The problem with writing a lot, however, is that you inevitably need a dependable note taker to write a lot.
Over the years, they’ve come and gone.
It’s been Notepad and Text Editor, reliable classics that typically only work on the device you use them. I tried OneNote back in the day, but it wasn’t for me, and a variety of editors designed to keep you focused by minimising the experience, but they hardly seemed built for proper editing.
It was Evernote, until it started to get expensive, and I questioned what I was paying for.
Then it was Simplenote, an Automattic app with note syncing that started to ask for payment and get equally buggy. That’s a problem for someone who writes a lot, because the notes become difficult to trust.
And finally, it became Standard Notes, a great little Simplenote replacement that was really good, but lacked what I really wanted: a way to speed up my work.

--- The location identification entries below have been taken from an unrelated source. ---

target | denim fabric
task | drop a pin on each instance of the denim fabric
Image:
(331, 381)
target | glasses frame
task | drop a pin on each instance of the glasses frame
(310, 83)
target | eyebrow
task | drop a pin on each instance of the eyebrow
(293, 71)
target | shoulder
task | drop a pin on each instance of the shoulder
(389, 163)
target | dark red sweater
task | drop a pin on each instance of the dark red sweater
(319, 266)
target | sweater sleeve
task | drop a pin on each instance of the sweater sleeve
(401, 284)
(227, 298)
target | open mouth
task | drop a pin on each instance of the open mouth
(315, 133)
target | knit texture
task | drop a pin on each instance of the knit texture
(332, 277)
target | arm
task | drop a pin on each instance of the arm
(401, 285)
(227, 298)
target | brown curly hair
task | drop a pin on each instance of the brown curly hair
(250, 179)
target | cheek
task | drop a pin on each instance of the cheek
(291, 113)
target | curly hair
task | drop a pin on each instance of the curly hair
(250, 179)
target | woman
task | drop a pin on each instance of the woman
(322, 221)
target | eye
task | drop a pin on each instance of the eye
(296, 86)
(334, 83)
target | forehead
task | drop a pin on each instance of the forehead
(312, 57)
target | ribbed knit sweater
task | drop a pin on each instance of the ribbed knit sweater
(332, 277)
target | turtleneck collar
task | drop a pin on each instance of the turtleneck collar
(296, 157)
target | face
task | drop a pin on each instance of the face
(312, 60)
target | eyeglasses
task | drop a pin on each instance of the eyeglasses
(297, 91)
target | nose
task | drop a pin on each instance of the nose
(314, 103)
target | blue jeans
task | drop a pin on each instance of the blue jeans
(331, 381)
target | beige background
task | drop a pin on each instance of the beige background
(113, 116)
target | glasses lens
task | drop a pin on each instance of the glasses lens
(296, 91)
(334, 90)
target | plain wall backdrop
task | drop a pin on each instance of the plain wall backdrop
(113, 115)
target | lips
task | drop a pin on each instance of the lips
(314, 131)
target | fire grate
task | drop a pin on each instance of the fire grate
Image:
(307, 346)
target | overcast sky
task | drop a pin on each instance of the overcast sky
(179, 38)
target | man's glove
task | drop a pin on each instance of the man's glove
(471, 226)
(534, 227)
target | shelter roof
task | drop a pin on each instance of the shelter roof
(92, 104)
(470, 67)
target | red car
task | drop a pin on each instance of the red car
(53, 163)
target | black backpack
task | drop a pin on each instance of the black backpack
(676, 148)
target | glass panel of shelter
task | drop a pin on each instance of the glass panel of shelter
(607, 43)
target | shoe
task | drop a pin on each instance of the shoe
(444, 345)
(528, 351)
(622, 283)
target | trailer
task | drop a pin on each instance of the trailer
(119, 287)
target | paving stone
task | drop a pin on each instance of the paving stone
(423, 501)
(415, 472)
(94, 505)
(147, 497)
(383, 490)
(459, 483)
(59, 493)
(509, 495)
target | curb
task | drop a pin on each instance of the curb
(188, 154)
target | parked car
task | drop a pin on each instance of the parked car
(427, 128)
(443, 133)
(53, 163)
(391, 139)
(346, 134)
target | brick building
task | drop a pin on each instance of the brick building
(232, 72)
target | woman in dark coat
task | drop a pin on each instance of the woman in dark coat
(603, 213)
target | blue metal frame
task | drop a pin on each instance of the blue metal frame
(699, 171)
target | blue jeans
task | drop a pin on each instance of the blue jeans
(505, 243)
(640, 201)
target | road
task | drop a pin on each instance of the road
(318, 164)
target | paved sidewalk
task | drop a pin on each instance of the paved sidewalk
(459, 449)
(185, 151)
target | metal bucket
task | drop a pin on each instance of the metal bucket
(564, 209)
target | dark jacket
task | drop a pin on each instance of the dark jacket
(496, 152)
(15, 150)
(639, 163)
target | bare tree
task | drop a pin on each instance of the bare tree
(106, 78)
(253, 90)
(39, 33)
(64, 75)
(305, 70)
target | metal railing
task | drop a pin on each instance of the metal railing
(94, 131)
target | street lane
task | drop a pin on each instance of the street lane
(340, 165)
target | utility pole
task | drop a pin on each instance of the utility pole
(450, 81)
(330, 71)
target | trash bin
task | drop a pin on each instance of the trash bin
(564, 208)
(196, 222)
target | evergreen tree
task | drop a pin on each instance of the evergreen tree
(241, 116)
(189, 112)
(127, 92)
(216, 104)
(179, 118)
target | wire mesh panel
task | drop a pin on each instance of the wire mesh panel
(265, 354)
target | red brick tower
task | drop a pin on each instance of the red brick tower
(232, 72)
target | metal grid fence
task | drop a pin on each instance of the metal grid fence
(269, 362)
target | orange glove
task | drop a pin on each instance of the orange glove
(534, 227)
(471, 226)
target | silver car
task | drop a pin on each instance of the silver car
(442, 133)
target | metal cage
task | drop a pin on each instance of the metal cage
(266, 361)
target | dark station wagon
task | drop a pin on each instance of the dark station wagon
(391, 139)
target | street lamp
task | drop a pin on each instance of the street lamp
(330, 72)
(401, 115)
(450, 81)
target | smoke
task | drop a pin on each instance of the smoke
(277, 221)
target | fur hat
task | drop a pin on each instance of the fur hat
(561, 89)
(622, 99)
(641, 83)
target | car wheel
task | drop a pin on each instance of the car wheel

As a journalist, I needed a way to work more quickly as I wrote. I simply wanted to write and file.
Write a story, file it and move on. Write and file.
But to do that, I needed to log into my CMS of choice, copy the story after it was written, assign categories and tags, as well as an image, and then file. I had already made efforts to make the CMS itself faster, and to speed up how the page rendered, but I still needed to do things. Work in a separate window, prep the copy, and so on.